Last year OCCRP detailed how Kočner’s close associate Alena Zsuzsová hired Zoltán Andruskó, a former pizzeria operator, to kill Kuciak for 50,000 euros and to clear 20,000 euros of debt. Not a killer himself, Andruskó hired his friend, Szabo, and cousin, Miroslav Marček, to carry out the murder.

Zsuzsova pleaded innocent on Monday, while Szabo did not deliver a statement. Andruskó was sentenced to 15 years in jail late last year.

The murder of 27-year-old Kuciak - the first journalist to be killed in European Union member Slovakia since it became an independent country in 1993 - sparked domestic and international outrage. Bratislava found itself under intense pressure to solve the case, which is seen as a key test of the justice system’s willingness to hold the powerful to account.

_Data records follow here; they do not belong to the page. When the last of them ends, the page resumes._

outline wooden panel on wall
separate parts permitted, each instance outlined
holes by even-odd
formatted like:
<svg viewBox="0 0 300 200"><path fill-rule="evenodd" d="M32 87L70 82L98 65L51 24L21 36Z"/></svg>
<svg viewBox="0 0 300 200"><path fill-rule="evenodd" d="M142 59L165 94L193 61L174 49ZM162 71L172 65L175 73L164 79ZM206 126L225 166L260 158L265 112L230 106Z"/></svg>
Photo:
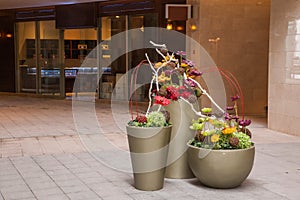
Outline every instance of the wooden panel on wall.
<svg viewBox="0 0 300 200"><path fill-rule="evenodd" d="M15 92L13 16L0 16L0 34L0 92Z"/></svg>

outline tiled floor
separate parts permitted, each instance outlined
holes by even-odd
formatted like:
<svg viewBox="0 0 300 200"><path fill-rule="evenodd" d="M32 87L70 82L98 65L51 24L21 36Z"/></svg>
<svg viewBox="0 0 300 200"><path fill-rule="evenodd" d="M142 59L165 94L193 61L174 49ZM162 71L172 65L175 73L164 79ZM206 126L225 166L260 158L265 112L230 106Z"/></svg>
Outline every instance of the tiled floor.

Monday’s trial kicked off in the town of Pezinok where the prosecutor read out parts of a 93-page indictment, the result of an 18-month investigation, to Slovakia’s Special Criminal Court, which handles high corruption and organized crime.

More than 120 journalists gathered to cover the trial of the four suspects, who each face sentences of between 25 years to life in prison if convicted.

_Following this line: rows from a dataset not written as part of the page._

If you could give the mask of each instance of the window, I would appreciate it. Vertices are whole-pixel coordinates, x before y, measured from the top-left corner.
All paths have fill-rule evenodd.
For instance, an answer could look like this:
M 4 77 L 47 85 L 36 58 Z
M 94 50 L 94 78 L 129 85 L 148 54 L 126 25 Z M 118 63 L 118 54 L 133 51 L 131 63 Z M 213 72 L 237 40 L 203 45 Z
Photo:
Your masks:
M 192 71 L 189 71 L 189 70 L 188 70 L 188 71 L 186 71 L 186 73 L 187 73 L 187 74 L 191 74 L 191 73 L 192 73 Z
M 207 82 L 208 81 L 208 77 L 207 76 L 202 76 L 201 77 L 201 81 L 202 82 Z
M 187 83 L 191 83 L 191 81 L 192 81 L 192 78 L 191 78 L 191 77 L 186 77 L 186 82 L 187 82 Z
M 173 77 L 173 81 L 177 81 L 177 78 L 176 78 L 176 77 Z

Kuciak’s mother wept as the indictment describing her son’s killing was read out to the court, where she sat with her husband and Kušnírová’s mother. Lawyers for both families are claiming €1 million ($1.1 million) in damages each, as well for the funeral costs to be covered.

Zsuzsová’s lawyer objected to the indictment, saying police had been pressured into bringing the case by the public protests and the charges relied on the account of Andruskó, who “changed his testimony several times.” Her lawyer claimed the police’s evidence was obtained illegally and should be disregarded.

The lawyers of the other defendants echoed those arguments.

The trial will continue with the testimonies of the defendants.